With 16 boundaries and two sixes, Mayank's confidence personified during his 195-ball stay at the crease

Sudipto Gupta Pune Published 10.10.19, 09:09 PM
Mayank Agarwal during the first day of the second Test against South Africa in Pune on Thursday.

Mayank Agarwal during the first day of the second Test against South Africa in Pune on Thursday. (PTI)

Thursday for India at the MCA Stadium turned out to be like a tricky job interview that ultimately went well.

They were put through some tough tests initially; but once past them, the rest of the road failed to trouble Virat Kohli’s merry men.


So when bad light stopped play a bit early than scheduled on the opening day of the second Test against South Africa, India were shinning bright having scored 273 for three in 85.1 overs.

Kohli walked back to the pavilion unconquered on 63, while Rahane followed him staying not out on 18. This was after Mayank Agarwal scripted another authoritative century and Cheteshwar Pujara contributed a well-made half-century.

For South Africa, it was an opportunity lost. They didn’t lose everything when Faf du Plessis lost the toss yet again because the pitch had enough encouragement for the Proteas pace battery. There was swing and bounce and the ball whizzed past the bat.

But then flying past the batsman’s bat never made a bowler’s day. The finishing “touch” is mandatory.

While South Africa were left to ponder on what could have been, the Indians ensured that they have a good night’s sleep before tackling the second day. Much credit for that would go to Mayank and Pujara.

Mayank, who had recorded a double hundred in the first Test, not only saw off a probing opening spell from the pacers, but also made sure that he translated his hard work into an innings of 108 runs.

Decorated with 16 boundaries and two sixes, the Karnataka batsman was confidence personified during his 195-ball stay at the crease.

Those two sixes came off successive balls from Keshav Maharaj taking Mayank from 87 to 99. That’s swagger of a man confident of his job. Nothing could push the man down, not even a nasty knock on the helmet given by debutant pacer Anrich Nortje.

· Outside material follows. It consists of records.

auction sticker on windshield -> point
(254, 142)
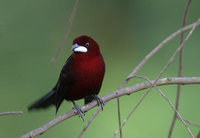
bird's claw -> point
(99, 101)
(79, 111)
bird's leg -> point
(78, 110)
(99, 101)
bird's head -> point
(85, 45)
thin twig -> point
(119, 116)
(170, 103)
(66, 32)
(180, 69)
(11, 113)
(167, 65)
(145, 59)
(192, 123)
(110, 96)
(89, 122)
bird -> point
(80, 78)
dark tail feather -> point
(89, 99)
(44, 102)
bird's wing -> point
(64, 83)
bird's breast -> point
(88, 77)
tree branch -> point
(108, 97)
(180, 69)
(11, 113)
(146, 58)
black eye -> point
(87, 44)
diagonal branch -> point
(161, 73)
(113, 95)
(180, 69)
(146, 58)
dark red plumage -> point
(81, 76)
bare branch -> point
(192, 123)
(180, 69)
(115, 94)
(146, 58)
(66, 32)
(11, 113)
(170, 103)
(164, 69)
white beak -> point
(78, 48)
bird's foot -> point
(99, 101)
(78, 110)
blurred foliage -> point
(126, 31)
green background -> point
(126, 31)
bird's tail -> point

Pujara, on the other hand, floated like a butterfly while dealing with Maharaj, the lone specialist spinner in the Proteas line-up. He used his feet to perfection as he went on to score 58 off 112 balls. Maharaj toiled hard for 29 overs, but had nothing to show.

Once Pujara and Mayank were dismissed, the onus was on Kohli and Rahane to ensure that the advantage built was retained. They didn’t disappoint.

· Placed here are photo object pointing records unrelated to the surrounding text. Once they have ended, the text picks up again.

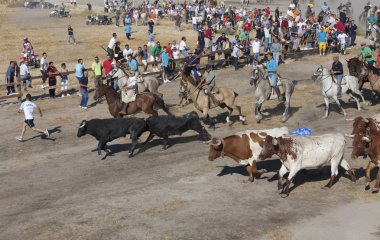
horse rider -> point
(210, 84)
(128, 91)
(192, 64)
(366, 56)
(271, 69)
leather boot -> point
(124, 108)
(279, 95)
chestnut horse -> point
(144, 101)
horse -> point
(330, 88)
(144, 101)
(355, 67)
(148, 84)
(226, 97)
(374, 35)
(263, 91)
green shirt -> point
(97, 68)
(156, 50)
(365, 51)
(243, 36)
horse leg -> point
(340, 106)
(326, 107)
(356, 99)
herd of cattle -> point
(248, 147)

The second new ball is relatively new having been used for just five-odd overs. Du Plessis would hope that his pacers will do a better job on the second day morning.

The visitors didn’t do miserably on the Day I morning session, but they were not outstanding either. Barring Vernon Philander, the other two Proteas fast bowlers were not disciplined enough. Kagiso Rabada ended the day with all three wickets in his pocket.

It seemed Mayank and Rohit Sharma (14) were laying the foundation of another big opening stand when Rabada produced a gem of a delivery to foil that plan. Landing on middle stump, the ball moved just enough away to force Rohit to poke at it, the resulting outside edge landing in ’keeper Quinton de Kock’s gloves.

A similar delivery saw the end of Pujara, who fell to Rabada when he pushed at a ball on the off stump to offer an edge to Du Plessis in the slips.

Debutant Nortje, who came into the team in place of Dane Piedt, bowled fast but lacked direction. He was almost like a Rolls Royce in wrong hands.

In the post-lunch session, the storyline remained almost the same. Mayank and Pujara had settled like dust on the Pune pitch. And the South Africans continued to roll their arms in futility.

Mayank reached his fifty with a fine boundary through the point region off the bowling of Maharaj. But the shot that somewhat summed up the day, perhaps, came from Pujara’s bat.

Senuran Muthuswamy, bowling left-arm orthodox, gifted a half-tracker and Pujara had all the time to swivel on his backfoot to pull it over the midwicket boundary for six. Not many have seen such disdain from the bat of Pujara, who had just 13 sixes in 71 Tests before this match.